Страница 23 из 42
Билетный зал был пуст, кассирша маялась бездельем и возмущаться не стала. Так что когда компьютер включился вновь, то высветил другие цифры. И вот Кот Матроскин, пытаясь сообразить, чистая случайность это или тончайшая проделка оперативника, затерялся среди пассажиров. Даже Ракитина пожалела его:
— Испереживается ведь.
— Влюблен? — откровенно спросил Борис.
— Это только ты твердокожий, — поддела агентесса.
— Твердокожие сидели бы тоже где-нибудь в другом месте, — не остался в долгу оперативник.
Ракитина искоса посмотрела на него, но Борис принялся укладывать вещи на полку.

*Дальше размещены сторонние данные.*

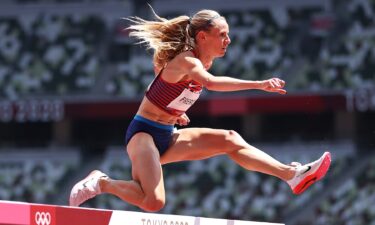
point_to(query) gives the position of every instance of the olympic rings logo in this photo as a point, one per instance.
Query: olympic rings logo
(42, 218)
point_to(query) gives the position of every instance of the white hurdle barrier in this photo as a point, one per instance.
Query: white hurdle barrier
(21, 213)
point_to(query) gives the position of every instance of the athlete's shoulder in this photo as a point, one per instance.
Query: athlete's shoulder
(188, 60)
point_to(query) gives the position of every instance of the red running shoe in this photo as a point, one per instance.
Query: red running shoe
(310, 173)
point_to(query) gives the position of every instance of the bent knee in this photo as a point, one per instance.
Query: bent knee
(153, 204)
(234, 140)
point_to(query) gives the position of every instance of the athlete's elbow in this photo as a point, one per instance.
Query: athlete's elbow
(210, 85)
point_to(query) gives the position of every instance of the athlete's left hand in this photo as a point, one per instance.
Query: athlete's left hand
(183, 120)
(273, 85)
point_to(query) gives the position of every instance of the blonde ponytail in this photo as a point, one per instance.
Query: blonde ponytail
(169, 38)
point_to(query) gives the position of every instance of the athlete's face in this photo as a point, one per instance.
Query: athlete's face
(217, 38)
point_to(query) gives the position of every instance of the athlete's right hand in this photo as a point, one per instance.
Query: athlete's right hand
(183, 120)
(273, 85)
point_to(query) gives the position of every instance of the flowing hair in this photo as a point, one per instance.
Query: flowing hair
(168, 38)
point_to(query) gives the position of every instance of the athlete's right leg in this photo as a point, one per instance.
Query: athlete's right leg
(146, 190)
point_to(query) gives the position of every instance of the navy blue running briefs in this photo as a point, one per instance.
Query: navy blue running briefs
(161, 134)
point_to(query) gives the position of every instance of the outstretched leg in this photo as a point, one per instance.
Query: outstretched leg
(201, 143)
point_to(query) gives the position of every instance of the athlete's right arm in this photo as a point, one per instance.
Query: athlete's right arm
(197, 72)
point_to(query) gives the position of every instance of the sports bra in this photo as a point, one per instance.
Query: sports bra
(173, 98)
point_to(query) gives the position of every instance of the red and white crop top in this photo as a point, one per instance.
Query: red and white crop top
(173, 98)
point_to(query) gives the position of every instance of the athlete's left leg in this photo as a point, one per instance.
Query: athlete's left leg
(201, 143)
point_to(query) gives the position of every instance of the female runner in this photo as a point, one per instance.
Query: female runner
(184, 49)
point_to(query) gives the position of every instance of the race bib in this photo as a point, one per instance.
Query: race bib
(184, 100)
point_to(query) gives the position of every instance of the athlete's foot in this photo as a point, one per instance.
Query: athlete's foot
(86, 188)
(309, 173)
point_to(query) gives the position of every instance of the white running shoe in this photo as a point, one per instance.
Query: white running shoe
(309, 173)
(86, 188)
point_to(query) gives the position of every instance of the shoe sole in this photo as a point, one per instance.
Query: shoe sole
(312, 178)
(80, 183)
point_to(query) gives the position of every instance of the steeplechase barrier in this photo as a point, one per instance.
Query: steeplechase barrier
(21, 213)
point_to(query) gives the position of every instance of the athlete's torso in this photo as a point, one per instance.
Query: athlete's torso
(173, 98)
(166, 100)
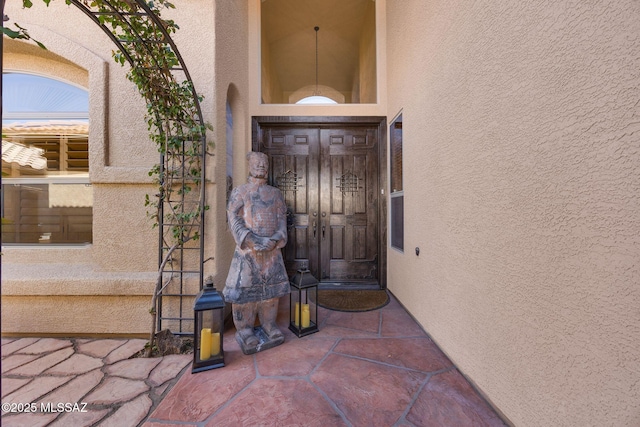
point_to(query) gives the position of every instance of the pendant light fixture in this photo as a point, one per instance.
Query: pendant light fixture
(317, 92)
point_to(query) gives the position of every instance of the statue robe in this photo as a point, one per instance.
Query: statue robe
(260, 209)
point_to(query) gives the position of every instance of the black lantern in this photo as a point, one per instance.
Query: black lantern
(208, 327)
(303, 304)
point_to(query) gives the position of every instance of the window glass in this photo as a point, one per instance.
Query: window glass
(46, 195)
(397, 193)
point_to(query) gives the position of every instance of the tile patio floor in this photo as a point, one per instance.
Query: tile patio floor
(375, 368)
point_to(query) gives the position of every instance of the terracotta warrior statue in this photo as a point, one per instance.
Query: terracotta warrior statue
(257, 276)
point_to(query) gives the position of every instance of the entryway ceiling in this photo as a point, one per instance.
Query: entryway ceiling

Хотя насчет твердокожести в какой-то степени Ракитина права. Билеты покупались до того, как он встретил Люду и узнал о ее проблемах. Теперь же жалость к ней, проведенная «месте ночь растопили льды, и Люда стала для него княгиней вновь. Честнее было бы, конечно, поменяться билетами с Костей, но побоялся, пожалел Ракитину. Каково бы ей было узнать, что рядом с ней отказываются посидеть четыре часа. Тут уж приходится держать марку до конца. Хотя бы в благодарность за ту ее дальновидность, когда в квартире не позволила подойти к себе ночью. Теперь благодаря этому он может спокойно и с чистой совестью расправлять на полке куртки.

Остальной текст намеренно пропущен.